The May 2019 expedition led by Dr. Tine Missiaen from the Flanders Marine Institute (VLIZ) involves an international team of scientists from Belgium (Ghent University, VLIZ) and the UK (University of Bradford). The voyage on board the Belgian research vessel “RV Belgica” takes place within the collaborative Belgian-UK-Dutch research project “Deep History: Revealing the palaeo-landscape of the southern North Sea” which is aimed at reconstructing the Quaternary history (roughly spanning the last 500.000 years) and human occupation of the wider Brown Bank area.

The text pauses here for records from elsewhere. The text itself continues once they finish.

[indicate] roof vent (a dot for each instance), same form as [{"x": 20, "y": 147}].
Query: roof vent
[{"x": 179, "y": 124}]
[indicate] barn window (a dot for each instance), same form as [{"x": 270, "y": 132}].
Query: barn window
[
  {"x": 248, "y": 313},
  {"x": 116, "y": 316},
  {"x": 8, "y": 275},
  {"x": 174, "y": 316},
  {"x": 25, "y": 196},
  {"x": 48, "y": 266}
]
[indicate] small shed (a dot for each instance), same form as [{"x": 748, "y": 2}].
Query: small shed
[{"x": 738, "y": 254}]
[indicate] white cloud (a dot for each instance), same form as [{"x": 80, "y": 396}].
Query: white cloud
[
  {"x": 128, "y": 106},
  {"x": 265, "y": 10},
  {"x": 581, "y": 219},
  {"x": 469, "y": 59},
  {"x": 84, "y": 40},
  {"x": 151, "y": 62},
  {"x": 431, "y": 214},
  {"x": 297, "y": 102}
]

The project complements the Bradford-led “Europe’s Lost Frontiers” project, in which archaeologists are exploring the early Holocene, North Sea landscape known as Doggerland.  This project received funding from the European Research Council (ERC) under the European Union’s Horizon 2020 research and innovation programme (ERC funded project No. 670518 LOST FRONTIERS)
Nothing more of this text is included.